Ascorbic acid (AsA) also varied strongly. DH (82.36), DM (84.32), and SH (84.18) shared the highest group and were all significantly higher than WR (53.89). DS reached 70.93 and was significantly higher than WR but significantly lower than the DH/DM/SH group. SM (45.94) and SS (48.51) were significantly lower than WR.
Soluble solids content (SSC) showed a clear treatment effect. DM reached 4.08 and was significantly higher than all other treatments. DH reached 3.50 and was significantly higher than WR (2.70). DS (2.97) and SH (2.97) did not differ significantly from each other, and SM (2.96) was not significantly different from DS/SH. SS reached 2.81 and did not differ significantly from WR, but was significantly lower than DS and SH. Dose–response analysis indicated a significant positive relationship between FSP rate and SSC under shallow incorporation, while the relationship was weaker under deep incorporation (Supplementary Figure S1b).
Flavonoids were highest in SH (0.173), which was significantly higher than all other treatments.
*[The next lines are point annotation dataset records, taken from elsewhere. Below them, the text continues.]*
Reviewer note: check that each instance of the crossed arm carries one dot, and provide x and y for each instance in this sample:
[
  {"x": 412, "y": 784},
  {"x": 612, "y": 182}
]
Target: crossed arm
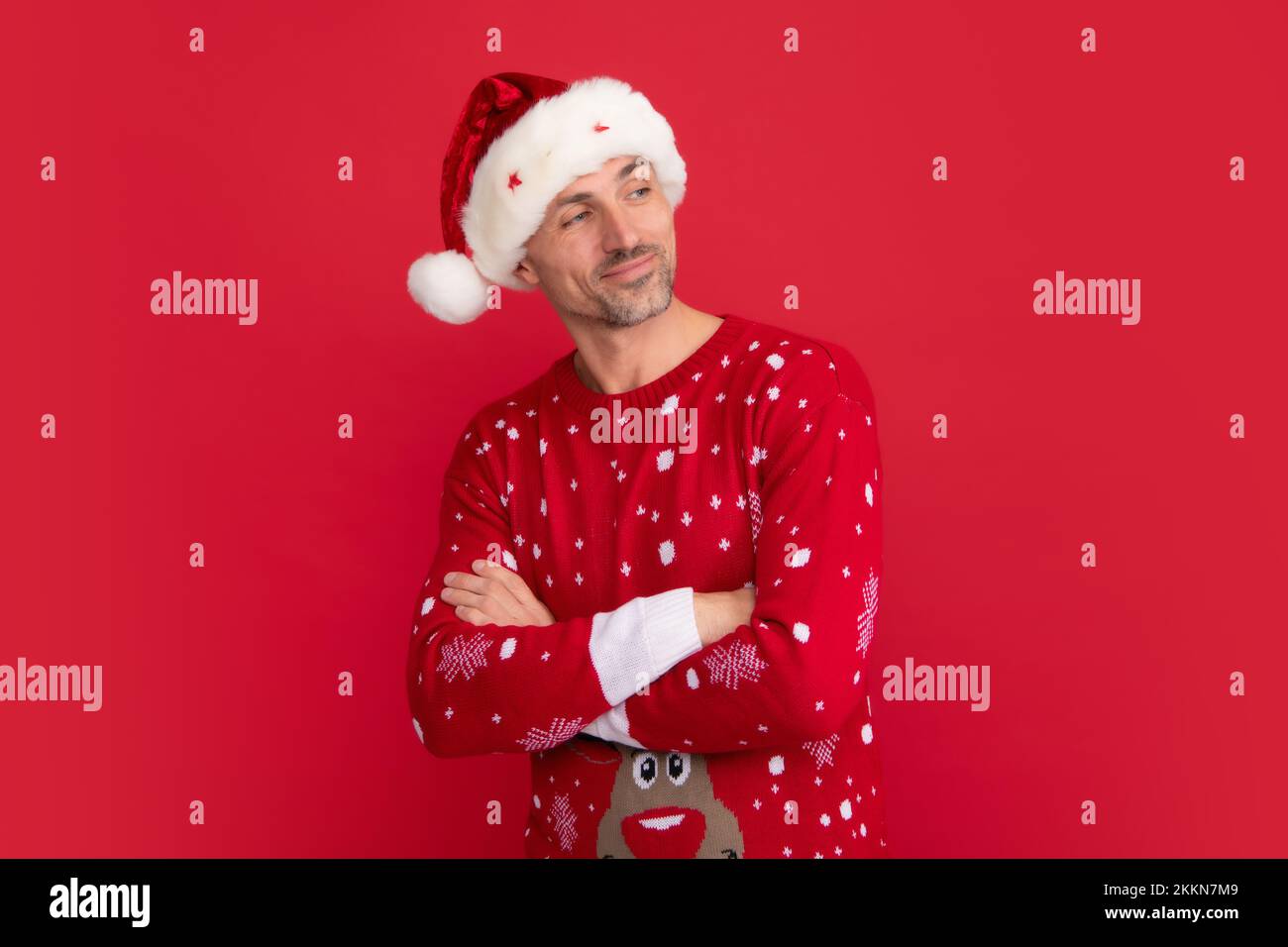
[{"x": 686, "y": 671}]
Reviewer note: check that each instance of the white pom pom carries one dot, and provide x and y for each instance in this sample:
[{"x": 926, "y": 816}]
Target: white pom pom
[{"x": 449, "y": 286}]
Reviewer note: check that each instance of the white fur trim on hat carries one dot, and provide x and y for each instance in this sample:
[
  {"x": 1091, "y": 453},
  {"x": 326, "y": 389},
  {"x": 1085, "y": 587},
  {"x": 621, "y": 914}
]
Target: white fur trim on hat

DH reached 0.132 and was significantly higher than DM (0.089), while DM did not differ significantly from DS (0.076) or SS (0.078); all three (DM/DS/SS) were significantly higher than WR (0.055). SM was the lowest at 0.019 and was significantly lower than WR.
Changes in soil nutrient status and enzyme activities with FSP
Soil nitrogen forms are summarized in Table 2, and other soil indicators are presented in Figure 2. Total nitrogen differed among treatments. DH and SM reached 1.38 and were significantly higher than WR (1.08), while SS (1.07) did not differ significantly from WR; DM (1.14) and DS (1.16) were intermediate.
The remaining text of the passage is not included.